CIA: revelações do WikiLeaks colocam em risco pessoal dos EUA

Washington, 9 Mar 2017 (AFP) - A Agência Central de Inteligência acusou nesta quarta-feira o site WikiLeaks de colocar em risco funcionários americanos ao ajudar adversários dos Estados Unidos e solapar a luta de Washington contra a ameaça terrorista com a publicação de métodos de espionagem da CIA.

A porta-voz da CIA Heather Horniak não confirmou a autenticidade dos documentos publicados na terça-feira pelo WikiLeaks, que supostamente revelam métodos de espionagem da Agência.

"Tais publicações não apenas colocam em risco o pessoal americano e as operações, mas também dão a nossos adversários ferramentas e informação para prejudicar os Estados Unidos", disse a porta-voz.

"A sociedade americana deve preocupar-se profundamente por qualquer revelação do WikiLeaks planejada para prejudicar a capacidade dos serviços de inteligência para proteger os Estados Unidos de qualquer terrorista ou adversário", acrescentou.

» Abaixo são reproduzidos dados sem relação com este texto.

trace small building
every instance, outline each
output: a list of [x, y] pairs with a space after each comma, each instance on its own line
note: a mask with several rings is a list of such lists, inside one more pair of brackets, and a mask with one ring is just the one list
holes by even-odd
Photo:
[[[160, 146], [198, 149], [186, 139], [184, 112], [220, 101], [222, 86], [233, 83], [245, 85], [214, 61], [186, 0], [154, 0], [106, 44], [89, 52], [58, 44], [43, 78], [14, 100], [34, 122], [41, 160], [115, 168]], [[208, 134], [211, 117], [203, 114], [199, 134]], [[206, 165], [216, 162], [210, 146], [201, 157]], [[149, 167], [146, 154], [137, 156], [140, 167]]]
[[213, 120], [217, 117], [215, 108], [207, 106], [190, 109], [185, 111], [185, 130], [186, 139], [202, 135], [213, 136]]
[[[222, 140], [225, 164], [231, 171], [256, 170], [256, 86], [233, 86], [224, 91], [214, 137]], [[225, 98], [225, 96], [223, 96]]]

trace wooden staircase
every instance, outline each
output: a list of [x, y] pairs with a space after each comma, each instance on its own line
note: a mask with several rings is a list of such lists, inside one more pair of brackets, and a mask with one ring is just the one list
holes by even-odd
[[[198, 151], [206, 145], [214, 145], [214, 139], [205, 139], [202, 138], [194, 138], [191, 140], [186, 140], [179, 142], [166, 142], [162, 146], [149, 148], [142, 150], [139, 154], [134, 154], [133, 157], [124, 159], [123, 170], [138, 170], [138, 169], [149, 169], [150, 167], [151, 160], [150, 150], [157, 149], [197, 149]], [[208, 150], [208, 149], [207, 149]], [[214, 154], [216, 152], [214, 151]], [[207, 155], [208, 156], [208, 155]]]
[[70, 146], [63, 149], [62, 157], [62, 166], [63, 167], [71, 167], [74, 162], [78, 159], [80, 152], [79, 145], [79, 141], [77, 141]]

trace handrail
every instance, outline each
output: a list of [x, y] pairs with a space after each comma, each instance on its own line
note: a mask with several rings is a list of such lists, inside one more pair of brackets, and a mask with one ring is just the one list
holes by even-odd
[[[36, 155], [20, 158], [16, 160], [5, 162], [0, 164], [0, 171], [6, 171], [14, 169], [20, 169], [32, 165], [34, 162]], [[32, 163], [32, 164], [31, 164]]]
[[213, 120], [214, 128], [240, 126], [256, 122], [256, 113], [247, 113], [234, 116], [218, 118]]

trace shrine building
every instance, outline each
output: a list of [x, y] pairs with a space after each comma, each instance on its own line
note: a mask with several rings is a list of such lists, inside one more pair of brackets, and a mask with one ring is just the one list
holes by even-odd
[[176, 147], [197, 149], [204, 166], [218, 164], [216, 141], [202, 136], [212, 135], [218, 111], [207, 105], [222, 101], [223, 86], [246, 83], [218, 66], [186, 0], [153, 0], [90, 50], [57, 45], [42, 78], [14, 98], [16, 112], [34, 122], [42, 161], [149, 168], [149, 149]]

Horniak defendeu as operações da CIA, que segundo a organização fundada por Julian Assange interfere nos dispositivos eletrônicos por malwares.

"O trabalho da CIA é ser inovadora, avançada e estar na primeira linha de defesa para proteger este país de inimigos estrangeiros", assegurou Horniak.

O WikiLeaks publicou na terça-feira cerca de 9.000 documentos sobre a CIA, na maior divulgação sobre informação sigilosa de inteligência.

Segundo o site, a CIA desenvolveu programas para transformar smart TVs em dispositivos de escuta, contornar aplicativos populares de criptografia e, possivelmente, controlar automóveis.

O WikiLeaks afirma que a CIA produziu mais de 1.000 sistemas de malware, programas maliciosos que podem se infiltrar e assumir o controle de aparelhos eletrônicos.

Estas ferramentas de 'hacking' tiveram como alvo iPhones, sistemas Android, softwares populares da Microsoft e smart TVs da Samsung.

Os documentos divulgados na terça-feira mostram que a CIA explora as fraquezas que encontra nos sistemas de hardware e software - sem informar os fabricantes sobre as vulnerabilidades em questão.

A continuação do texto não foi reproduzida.